SeizeControl helps you log episodes, functional seizures, symptoms, sleep, triggers and recovery notes, so you can build a clearer picture of what affects your body and take better information into appointments.

Open SeizeControl.uk

You are still worth loving

FND can change intimacy.

It can change sex. Confidence. Roles. Plans. Touch. Desire. The way your body feels when someone comes close.

But it does not make you unlovable.

You are not less worthy because your body needs patience.

You are not less attractive because your symptoms are visible.

You are not failing because intimacy needs to look different.

You are not selfish for needing boundaries.

You are not broken because desire, confidence or closeness has changed.

Relationships affected by FND may need more communication than before. They may need more flexibility, more humour, more rest, more reassurance and more honesty.

But intimacy is not only about what your body can do.

It is about trust. Safety. Being known. Feeling wanted. Still reaching for each other, even when life looks different.

FND may change the way closeness happens.

It does not have to take closeness away.

At FND Connect, we believe people with FND deserve support with the whole reality of life with this condition, including the private parts that are often left out of the conversation.

Because you are still a person.

Still a partner.

Still desirable.

Still allowed to want connection.

Still allowed to need time.

Still allowed to be loved.

Frequently asked questions

Can FND affect intimacy and relationships?

Yes. FND can affect intimacy and relationships because symptoms may change energy, movement, pain, confidence, sensation, communication, body image and emotional safety. This does not mean intimacy is over. It means closeness may need to happen at a different pace, with more communication, flexibility and reassurance.

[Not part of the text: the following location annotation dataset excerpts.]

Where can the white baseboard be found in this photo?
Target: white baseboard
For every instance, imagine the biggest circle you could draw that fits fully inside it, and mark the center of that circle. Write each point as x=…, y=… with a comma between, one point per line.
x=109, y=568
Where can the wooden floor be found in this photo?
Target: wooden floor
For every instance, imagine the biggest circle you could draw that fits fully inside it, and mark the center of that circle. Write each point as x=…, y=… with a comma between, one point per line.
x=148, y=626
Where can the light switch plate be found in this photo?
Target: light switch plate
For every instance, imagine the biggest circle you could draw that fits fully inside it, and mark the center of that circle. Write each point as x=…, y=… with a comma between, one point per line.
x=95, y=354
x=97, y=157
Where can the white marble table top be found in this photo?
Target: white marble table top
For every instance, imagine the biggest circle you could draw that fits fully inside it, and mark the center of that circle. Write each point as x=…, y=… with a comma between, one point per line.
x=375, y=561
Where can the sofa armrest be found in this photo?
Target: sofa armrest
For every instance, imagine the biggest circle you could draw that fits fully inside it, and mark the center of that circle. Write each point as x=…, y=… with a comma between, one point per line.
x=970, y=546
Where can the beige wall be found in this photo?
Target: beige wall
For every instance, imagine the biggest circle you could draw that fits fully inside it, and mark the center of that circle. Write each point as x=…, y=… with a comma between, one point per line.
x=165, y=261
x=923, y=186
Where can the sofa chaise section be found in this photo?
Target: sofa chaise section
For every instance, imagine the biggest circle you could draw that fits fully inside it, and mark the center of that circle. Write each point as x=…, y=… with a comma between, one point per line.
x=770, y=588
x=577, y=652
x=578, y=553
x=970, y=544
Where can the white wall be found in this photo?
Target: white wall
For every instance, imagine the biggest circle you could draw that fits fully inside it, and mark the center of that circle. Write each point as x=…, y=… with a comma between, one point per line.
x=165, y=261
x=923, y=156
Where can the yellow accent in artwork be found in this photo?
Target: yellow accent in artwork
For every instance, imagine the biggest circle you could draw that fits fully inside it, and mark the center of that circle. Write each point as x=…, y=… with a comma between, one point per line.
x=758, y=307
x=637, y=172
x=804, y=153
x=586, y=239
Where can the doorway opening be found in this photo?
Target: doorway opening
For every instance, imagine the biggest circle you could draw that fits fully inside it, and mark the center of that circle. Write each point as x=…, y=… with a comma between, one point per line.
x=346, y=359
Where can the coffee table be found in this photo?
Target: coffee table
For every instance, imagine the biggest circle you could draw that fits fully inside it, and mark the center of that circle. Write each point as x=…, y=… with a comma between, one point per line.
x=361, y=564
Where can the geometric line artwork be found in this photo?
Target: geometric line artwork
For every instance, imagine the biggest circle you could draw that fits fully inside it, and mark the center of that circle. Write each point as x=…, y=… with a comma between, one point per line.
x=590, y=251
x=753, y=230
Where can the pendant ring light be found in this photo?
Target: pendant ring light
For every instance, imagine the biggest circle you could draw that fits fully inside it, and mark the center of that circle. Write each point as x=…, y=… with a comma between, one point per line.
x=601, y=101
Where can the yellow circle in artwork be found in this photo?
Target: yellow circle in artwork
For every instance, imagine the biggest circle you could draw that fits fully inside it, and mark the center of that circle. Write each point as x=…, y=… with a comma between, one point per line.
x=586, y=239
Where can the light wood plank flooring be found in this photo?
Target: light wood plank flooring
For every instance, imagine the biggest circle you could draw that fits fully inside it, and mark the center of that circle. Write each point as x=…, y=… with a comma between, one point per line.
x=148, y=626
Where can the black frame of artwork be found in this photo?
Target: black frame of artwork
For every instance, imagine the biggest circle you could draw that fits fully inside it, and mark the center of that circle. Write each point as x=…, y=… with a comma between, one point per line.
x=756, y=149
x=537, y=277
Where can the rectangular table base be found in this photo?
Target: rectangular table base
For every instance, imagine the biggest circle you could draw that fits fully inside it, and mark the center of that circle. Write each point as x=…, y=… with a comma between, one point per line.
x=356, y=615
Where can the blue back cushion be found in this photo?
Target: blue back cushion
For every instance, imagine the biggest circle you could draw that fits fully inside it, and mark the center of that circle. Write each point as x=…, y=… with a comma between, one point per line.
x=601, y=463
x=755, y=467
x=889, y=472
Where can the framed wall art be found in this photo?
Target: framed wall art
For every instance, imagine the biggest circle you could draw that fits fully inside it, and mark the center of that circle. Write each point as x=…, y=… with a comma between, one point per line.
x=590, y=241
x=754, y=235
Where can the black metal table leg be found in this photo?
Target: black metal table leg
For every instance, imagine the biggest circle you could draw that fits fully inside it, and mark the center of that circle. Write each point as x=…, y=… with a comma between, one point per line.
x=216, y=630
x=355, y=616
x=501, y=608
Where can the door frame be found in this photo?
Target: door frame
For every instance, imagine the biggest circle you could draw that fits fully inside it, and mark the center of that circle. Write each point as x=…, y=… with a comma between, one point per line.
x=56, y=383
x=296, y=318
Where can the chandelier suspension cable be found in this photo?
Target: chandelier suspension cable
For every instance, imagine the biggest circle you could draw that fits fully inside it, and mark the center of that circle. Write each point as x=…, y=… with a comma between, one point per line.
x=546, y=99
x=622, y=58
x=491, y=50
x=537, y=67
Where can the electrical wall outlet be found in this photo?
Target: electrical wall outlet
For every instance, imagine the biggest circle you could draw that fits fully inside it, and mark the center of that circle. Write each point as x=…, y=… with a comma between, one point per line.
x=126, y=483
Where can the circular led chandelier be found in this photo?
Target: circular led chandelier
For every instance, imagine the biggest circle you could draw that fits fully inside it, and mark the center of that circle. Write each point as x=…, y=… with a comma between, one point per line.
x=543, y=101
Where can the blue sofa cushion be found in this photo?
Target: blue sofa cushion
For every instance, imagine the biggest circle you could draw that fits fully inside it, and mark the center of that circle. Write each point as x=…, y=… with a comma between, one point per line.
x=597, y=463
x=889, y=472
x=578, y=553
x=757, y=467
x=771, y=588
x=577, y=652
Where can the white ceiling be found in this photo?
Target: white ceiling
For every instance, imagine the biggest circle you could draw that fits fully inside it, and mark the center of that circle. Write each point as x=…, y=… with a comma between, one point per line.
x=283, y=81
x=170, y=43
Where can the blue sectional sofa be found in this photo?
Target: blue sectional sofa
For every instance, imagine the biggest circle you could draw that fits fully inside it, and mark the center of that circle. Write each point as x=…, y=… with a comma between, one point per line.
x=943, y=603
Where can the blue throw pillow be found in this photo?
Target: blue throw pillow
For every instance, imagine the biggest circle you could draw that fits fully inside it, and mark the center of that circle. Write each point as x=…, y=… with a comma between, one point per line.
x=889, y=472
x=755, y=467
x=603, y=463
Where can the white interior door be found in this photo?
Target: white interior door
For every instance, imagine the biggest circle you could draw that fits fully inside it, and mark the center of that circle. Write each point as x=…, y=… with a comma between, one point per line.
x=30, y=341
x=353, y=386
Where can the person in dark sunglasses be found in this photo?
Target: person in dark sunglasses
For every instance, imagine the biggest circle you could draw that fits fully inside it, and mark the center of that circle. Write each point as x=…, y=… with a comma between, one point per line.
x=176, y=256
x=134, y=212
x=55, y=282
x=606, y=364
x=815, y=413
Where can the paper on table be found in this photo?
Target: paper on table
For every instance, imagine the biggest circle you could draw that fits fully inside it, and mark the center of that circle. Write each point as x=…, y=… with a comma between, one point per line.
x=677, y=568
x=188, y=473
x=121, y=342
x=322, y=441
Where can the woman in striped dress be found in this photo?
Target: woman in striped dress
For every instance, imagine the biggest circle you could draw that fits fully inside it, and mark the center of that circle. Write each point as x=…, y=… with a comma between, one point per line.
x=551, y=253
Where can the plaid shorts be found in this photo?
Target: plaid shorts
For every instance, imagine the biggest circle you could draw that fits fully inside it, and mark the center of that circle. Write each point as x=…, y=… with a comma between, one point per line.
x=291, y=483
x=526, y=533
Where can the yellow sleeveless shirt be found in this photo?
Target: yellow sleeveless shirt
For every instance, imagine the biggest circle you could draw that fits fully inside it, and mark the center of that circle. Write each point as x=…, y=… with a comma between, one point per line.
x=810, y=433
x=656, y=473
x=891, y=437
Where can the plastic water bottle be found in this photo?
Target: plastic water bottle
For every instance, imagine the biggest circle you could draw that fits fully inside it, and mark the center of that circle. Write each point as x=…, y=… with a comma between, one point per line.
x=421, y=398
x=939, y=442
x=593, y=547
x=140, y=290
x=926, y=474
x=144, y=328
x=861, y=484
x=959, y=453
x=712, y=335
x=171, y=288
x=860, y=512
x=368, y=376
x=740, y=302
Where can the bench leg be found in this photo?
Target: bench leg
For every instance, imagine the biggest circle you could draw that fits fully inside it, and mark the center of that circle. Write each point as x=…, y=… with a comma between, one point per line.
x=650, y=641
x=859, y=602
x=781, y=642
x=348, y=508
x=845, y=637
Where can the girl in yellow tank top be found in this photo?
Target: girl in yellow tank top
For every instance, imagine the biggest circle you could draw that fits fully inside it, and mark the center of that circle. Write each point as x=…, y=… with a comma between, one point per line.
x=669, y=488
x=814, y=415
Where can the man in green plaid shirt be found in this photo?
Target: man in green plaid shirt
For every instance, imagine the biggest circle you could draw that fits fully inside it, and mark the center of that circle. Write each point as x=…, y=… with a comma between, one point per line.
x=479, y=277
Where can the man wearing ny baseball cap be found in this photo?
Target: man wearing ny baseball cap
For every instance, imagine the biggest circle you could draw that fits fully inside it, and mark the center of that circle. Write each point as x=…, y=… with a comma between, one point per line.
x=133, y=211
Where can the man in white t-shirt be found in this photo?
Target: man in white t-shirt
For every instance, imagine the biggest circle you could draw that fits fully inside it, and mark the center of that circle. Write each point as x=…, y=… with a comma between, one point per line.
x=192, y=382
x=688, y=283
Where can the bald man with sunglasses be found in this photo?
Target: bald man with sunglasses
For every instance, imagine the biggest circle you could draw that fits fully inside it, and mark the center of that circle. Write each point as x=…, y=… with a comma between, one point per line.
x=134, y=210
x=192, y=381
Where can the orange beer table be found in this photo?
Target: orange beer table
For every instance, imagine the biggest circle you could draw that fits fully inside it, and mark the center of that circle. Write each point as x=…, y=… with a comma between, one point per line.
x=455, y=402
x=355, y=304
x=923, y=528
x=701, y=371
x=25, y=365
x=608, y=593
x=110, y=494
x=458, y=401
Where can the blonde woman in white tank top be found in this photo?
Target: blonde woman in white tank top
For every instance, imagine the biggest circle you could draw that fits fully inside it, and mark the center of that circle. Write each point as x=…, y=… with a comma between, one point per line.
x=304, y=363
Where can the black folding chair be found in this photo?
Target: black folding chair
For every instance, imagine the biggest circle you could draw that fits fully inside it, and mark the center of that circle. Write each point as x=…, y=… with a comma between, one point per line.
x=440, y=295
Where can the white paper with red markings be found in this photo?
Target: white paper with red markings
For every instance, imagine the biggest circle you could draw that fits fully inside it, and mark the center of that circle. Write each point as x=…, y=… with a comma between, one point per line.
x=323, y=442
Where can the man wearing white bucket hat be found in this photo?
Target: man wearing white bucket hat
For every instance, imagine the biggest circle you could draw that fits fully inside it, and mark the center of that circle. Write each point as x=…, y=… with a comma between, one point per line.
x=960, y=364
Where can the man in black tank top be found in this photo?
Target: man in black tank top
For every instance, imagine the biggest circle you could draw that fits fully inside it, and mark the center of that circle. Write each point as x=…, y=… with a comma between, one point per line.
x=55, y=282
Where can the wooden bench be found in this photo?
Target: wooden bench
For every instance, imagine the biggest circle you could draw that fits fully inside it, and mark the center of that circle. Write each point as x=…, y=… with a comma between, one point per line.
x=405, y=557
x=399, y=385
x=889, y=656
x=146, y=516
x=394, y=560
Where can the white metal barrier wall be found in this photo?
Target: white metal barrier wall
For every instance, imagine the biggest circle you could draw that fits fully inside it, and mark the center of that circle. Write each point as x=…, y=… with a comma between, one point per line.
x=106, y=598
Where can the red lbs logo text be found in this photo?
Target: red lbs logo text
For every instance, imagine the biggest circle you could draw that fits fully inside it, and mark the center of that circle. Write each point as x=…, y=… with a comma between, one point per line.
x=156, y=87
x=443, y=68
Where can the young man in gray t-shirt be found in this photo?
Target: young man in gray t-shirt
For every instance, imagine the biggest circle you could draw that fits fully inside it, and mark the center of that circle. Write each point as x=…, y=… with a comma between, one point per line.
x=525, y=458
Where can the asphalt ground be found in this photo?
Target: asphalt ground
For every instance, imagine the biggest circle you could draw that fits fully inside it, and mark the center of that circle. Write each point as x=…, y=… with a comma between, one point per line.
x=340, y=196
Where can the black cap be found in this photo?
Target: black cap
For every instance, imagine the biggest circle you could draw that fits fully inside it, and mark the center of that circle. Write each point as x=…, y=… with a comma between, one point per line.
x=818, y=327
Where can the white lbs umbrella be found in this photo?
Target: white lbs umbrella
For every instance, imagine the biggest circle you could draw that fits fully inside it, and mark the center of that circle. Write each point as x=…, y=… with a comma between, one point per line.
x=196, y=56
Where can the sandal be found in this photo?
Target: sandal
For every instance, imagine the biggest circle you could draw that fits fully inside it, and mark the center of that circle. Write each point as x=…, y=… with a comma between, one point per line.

Can FND affect sex or sexual desire?

FND can affect sex and sexual desire in different ways. Fatigue, pain, tremors, weakness, spasms, sensory overload, dizziness, functional seizures, dissociation, medication side effects, anxiety, low mood or fear of symptoms can all make sexual intimacy feel more complicated.

Does struggling with intimacy mean my relationship is failing?

No. Struggling with intimacy after FND does not automatically mean a relationship is failing. It may mean both people need time, honest conversations, clearer boundaries and practical adjustments. Many couples need to rebuild closeness slowly after symptoms change daily life.

How can couples adapt intimacy around FND symptoms?

Couples may find it helpful to choose better times of day, avoid periods when symptoms are already high, reduce pressure, use comfortable positions, plan recovery time, keep medication or mobility aids nearby if needed, and agree clear words or signals for pause, stop or slow down.

Why can FND make me feel less confident in my body?

FND can make the body feel unpredictable, unfamiliar or unsafe. Symptoms such as tremors, weakness, seizures, pain, fatigue or mobility changes can affect body confidence and make a person feel less attractive or less connected to their body. These feelings are understandable and deserve care, not shame.

What should I do if symptoms interrupt an intimate moment?

If symptoms interrupt intimacy, pause straight away, move into a safer position if needed, reduce noise or light, use the person’s usual symptom management plan and offer reassurance without embarrassment or pressure. Stopping is not rejection. It is care.

When should changes in sexual function be checked medically?

Changes in sexual function, pelvic pain, bleeding, new numbness, bladder or bowel changes, severe pain, new weakness, medication side effects or trauma responses should be discussed with an appropriate healthcare professional. Do not assume every new symptom is FND.